On Thu, Nov 29, 2018 at 03:04:20PM -0800, Linus Torvalds wrote:
> On Thu, Nov 29, 2018 at 12:25 PM Josh Poimboeuf <jpoimboe@...hat.com> wrote:
> >
> > On Thu, Nov 29, 2018 at 11:27:00AM -0800, Andy Lutomirski wrote:
> > >
> > > I propose a different solution:
> > >
> > > As in this patch set, we have a direct and an indirect version.  The
> > > indirect version remains exactly the same as in this patch set.  The
> > > direct version just only does the patching when all seems well: the
> > > call instruction needs to be 0xe8, and we only do it when the thing
> > > doesn't cross a cache line.  Does that work?  In the rare case where
> > > the compiler generates something other than 0xe8 or crosses a cache
> > > line, then the thing just remains as a call to the out of line jmp
> > > trampoline.  Does that seem reasonable?  It's a very minor change to
> > > the patch set.
> >
> > Maybe that would be ok.  If my math is right, we would use the
> > out-of-line version almost 5% of the time due to cache misalignment of
> > the address.
> 
> Note that I don't think cache-line alignment is necessarily sufficient.
> 
> The I$ fetch from the cacheline can happen in smaller chunks, because
> the bus between the I$ and the instruction decode isn't a full
> cacheline (well, it is _now_ in modern big cores, but it hasn't always
> been).
> 
> So even if the cacheline is updated atomically, I could imagine seeing
> a partial fetch from the I$ (old values) and then a second partial
> fetch (new values).
> 
> It would be interesting to know what the exact fetch rules are.

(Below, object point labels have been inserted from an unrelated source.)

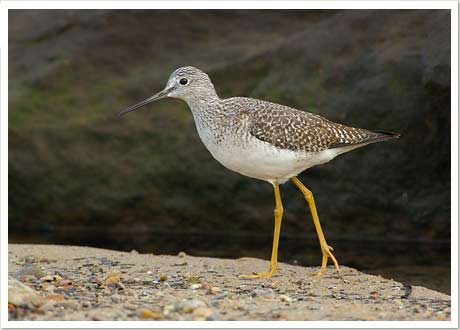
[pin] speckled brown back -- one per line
(289, 128)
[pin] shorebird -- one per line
(266, 141)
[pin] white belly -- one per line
(263, 161)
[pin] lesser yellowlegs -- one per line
(264, 140)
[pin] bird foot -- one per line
(267, 274)
(326, 249)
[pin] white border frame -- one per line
(452, 5)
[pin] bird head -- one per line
(187, 83)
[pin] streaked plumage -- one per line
(264, 140)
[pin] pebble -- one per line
(149, 314)
(31, 259)
(189, 306)
(263, 292)
(112, 278)
(202, 313)
(32, 270)
(168, 309)
(285, 298)
(22, 295)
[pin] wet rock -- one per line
(21, 295)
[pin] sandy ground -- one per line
(82, 283)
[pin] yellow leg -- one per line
(276, 236)
(326, 249)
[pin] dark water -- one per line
(414, 263)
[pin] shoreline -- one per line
(84, 283)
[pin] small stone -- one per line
(148, 314)
(22, 295)
(193, 279)
(112, 278)
(168, 309)
(31, 259)
(32, 270)
(65, 283)
(202, 313)
(190, 305)
(263, 292)
(55, 297)
(285, 298)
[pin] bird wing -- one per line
(289, 128)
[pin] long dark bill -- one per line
(155, 97)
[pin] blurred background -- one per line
(80, 175)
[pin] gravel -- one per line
(82, 283)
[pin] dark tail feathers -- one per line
(379, 136)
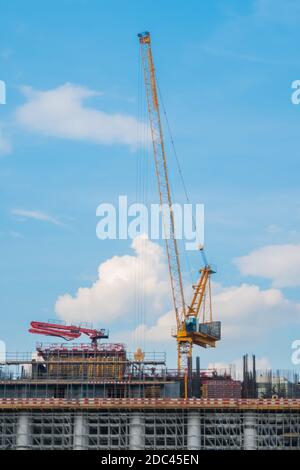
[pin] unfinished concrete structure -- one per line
(149, 424)
(78, 397)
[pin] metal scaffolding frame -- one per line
(150, 429)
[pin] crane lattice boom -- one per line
(187, 332)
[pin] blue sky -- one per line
(225, 70)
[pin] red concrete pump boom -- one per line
(67, 332)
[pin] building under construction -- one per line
(99, 396)
(87, 397)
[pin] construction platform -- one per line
(122, 424)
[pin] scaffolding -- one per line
(155, 429)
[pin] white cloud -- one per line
(235, 367)
(122, 281)
(249, 313)
(37, 215)
(60, 112)
(5, 146)
(279, 263)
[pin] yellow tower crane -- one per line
(190, 328)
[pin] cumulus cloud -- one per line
(5, 146)
(121, 280)
(279, 263)
(248, 312)
(235, 368)
(61, 112)
(37, 215)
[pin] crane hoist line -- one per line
(190, 329)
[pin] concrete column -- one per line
(250, 431)
(193, 431)
(136, 432)
(23, 432)
(80, 432)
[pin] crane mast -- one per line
(186, 317)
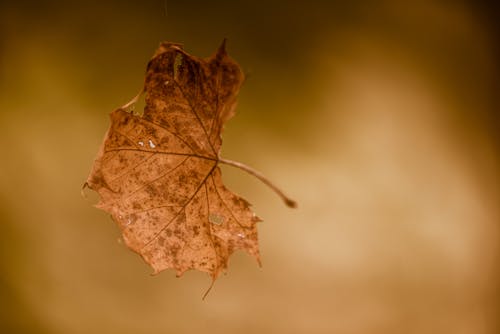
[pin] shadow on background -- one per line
(379, 117)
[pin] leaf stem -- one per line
(289, 202)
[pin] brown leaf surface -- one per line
(157, 174)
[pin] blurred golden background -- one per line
(381, 118)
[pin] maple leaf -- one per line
(158, 175)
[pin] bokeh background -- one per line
(381, 118)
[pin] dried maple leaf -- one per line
(158, 175)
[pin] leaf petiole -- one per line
(289, 202)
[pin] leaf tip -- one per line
(222, 48)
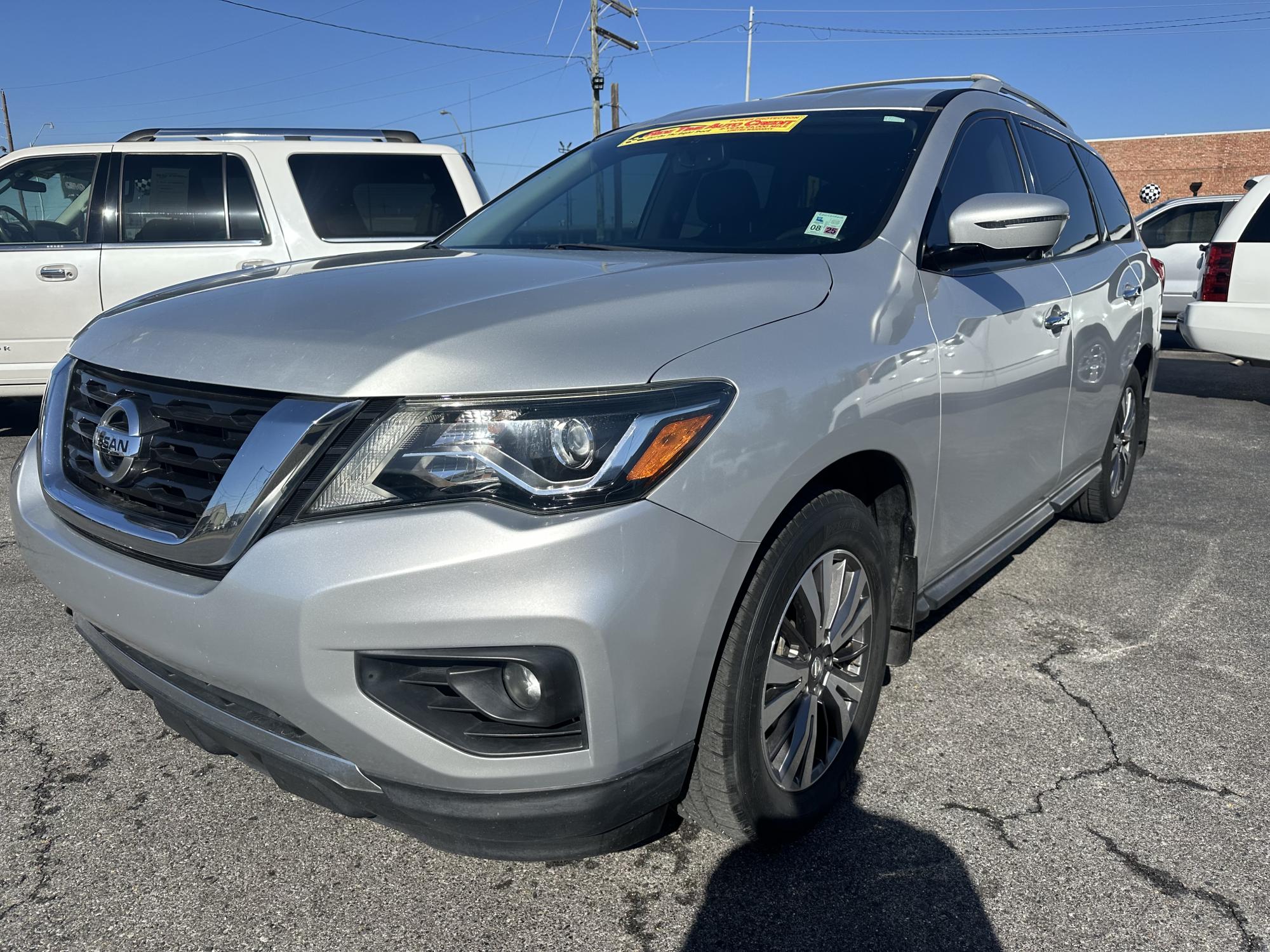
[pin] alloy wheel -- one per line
(816, 671)
(1123, 440)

So I fixed my test case to do 32-bit writes, and now the results are
making a lot more sense.  Now I only get crashes when writing across
cache lines.  So maybe we should just go with Andy's suggestion above.

It would be great if some CPU people could confirm that it's safe (for
x86-64 only), since it's not in the SDM.  Who can help answer that?